Extensive In Silico Analysis of the Functional and Structural Consequences of SNPs in Human ARX Gene

Abstract

AbstractEarly infantile epileptic encephalopathy 1 (EIEE1) is a rare but devastating neurologic disorder that displays concomitant cognitive and motor impairment, and is often presented in the first months of life with severe intellectual disability. The objective of this study is to classify the most deleterious nsSNPs in ARX gene that may cause EIEE1 disease. Despite the reported association of ARX gene mutations with vulnerability to several neurologic condition, there is lack of in silico analysis on the functional and structural impacts of single nucleotide polymorphisms (SNPs) of the ARX at protein level.

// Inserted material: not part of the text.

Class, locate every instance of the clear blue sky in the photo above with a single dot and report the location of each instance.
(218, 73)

Therefore, the pathogenic nsSNPs in the human ARX obtained from NCBI were analyzed for their functional and structural impact using bioinformatics tools like SIFT, Polyphen, PROVEAN, I-Mutant, and MUPro. The effects of the mutations on tertiary structure of the human ARX protein were predicted using RaptorX and visualized by UCSF Chimera while STRING was used to investigate its protein–protein interaction. Our extensive in silico analysis revealed 11 mutations that will significantly alter the structure of human ARX protein; that may disturb the domain which will affect the function of the protein. Extensive in silico analysis of the functional and structural consequences of SNPs in human ARX gene revealed 11 mutations (L535Q, R528S, R380L, V374D, L343Q, T333N, T333S, R332H, R330H, G34R and L33P) that may cause EIEE1.Therefore, can be used as diagnostic markers for EIEE1.